State Sen. Tom Casperson recently introduced legislation that would protect Michigan property owners from municipal overreach on private property.
Senate Bill 1188 would bar local governments from enacting or enforcing local tree removal laws in any area that is not zoned residential.
Dozens of communities around Michigan have enacted local laws requiring residents and businesses to obtain permission before removing trees from their property and paying into a so-called “tree fund” or replacing a tree if they choose to cut one down.
“These laws were sold to the public as a way to encourage tree-lined neighborhoods and to protect big, old trees that are community landmarks,” said Casperson, R-Escanaba. “However, these ordinances are often written loosely enough to allow for abuse. Nobody is arguing the value of tree-lined neighborhood streets, but in some communities, the ‘tree police’ use these ordinances to harass property owners and fill local coffers.

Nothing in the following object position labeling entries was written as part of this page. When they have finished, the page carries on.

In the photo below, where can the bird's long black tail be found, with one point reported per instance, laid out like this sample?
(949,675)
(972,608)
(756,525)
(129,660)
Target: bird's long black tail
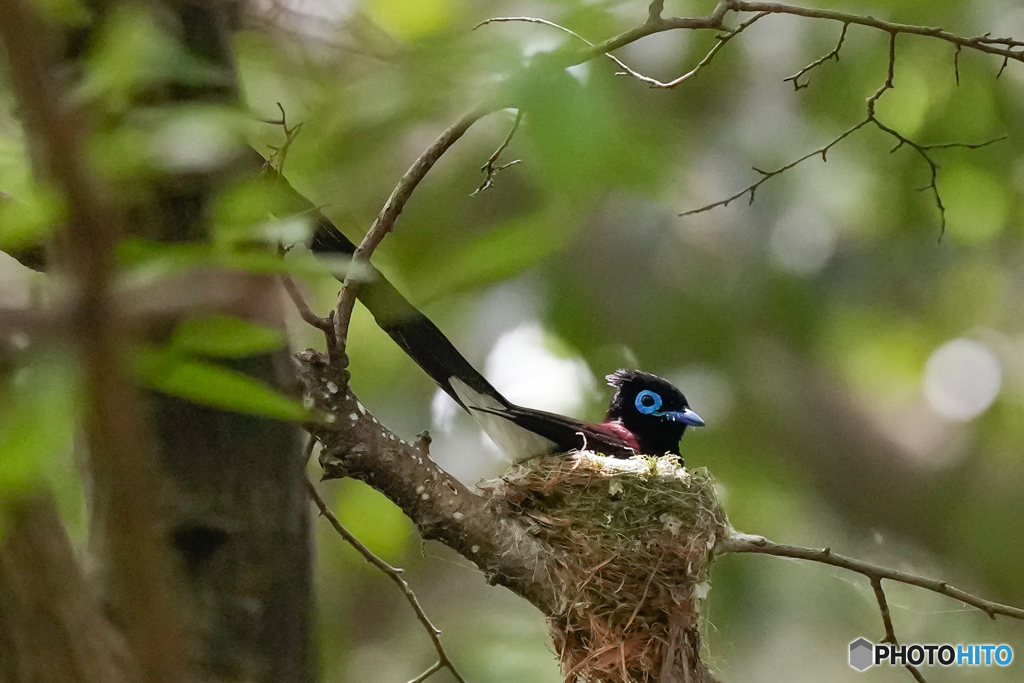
(413,331)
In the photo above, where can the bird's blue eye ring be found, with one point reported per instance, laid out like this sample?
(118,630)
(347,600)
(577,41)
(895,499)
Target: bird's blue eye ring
(647,401)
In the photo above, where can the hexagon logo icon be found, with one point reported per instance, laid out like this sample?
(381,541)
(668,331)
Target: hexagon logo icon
(861,653)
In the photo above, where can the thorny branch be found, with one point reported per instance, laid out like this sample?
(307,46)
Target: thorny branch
(870,118)
(489,169)
(742,543)
(394,573)
(445,510)
(280,154)
(834,54)
(887,622)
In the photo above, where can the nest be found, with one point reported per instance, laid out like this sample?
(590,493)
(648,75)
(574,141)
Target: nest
(636,539)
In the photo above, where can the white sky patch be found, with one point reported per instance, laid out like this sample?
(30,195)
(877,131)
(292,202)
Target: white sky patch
(442,412)
(802,242)
(708,391)
(580,72)
(526,372)
(962,379)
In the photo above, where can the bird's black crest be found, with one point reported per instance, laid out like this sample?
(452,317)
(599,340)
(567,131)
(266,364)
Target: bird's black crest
(622,377)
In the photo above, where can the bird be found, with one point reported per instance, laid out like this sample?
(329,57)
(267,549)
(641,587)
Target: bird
(646,416)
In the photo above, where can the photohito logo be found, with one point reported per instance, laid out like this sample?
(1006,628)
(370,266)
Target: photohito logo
(864,653)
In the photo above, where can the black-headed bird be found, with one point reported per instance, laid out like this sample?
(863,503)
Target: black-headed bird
(647,415)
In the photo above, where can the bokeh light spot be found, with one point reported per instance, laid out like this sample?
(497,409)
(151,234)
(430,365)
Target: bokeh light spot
(962,379)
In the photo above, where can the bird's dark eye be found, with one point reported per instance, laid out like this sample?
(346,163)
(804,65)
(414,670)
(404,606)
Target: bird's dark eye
(648,401)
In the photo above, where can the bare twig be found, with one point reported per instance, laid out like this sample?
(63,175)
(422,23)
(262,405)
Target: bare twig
(887,621)
(834,54)
(322,324)
(870,118)
(433,669)
(394,573)
(767,175)
(1005,47)
(721,40)
(742,543)
(386,219)
(280,154)
(488,169)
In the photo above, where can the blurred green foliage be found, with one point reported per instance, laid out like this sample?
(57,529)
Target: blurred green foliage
(805,323)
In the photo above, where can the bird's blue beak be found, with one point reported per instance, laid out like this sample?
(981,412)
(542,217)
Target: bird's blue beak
(686,417)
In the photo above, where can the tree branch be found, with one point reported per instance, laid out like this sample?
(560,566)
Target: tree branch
(119,453)
(394,573)
(887,622)
(488,169)
(834,54)
(388,216)
(1005,47)
(355,444)
(742,543)
(870,118)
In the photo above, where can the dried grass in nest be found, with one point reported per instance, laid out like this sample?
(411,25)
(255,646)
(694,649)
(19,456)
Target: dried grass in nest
(636,537)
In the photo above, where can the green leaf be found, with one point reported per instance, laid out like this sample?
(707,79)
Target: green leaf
(499,254)
(224,336)
(30,218)
(152,259)
(210,384)
(38,413)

“Michigan business and property owners need reasonable legal protection, and this bill offers a narrowly tailored approach to support trees while curbing abuse.”
The Vegetation Removal Preemption Act keeps local tree removal ordinances focused on true “heritage” trees and residential areas but allows property owners to make their own decisions about trees in areas zoned for agricultural, industrial, business and commercial use.
The bill also provides protections and clearer definitions for how big a tree must be to be considered a heritage tree.
“When people buy a parcel of land, part of the value — what they pay for — includes any trees on that land,” Casperson said. “The idea that if you decide to cut a tree on land you own you have to pay for it again — to the local government, no less — is preposterous. It’s unfair, and it potentially raises a legal question.”
SB 1188 has been referred to the Senate Natural Resources Committee for consideration.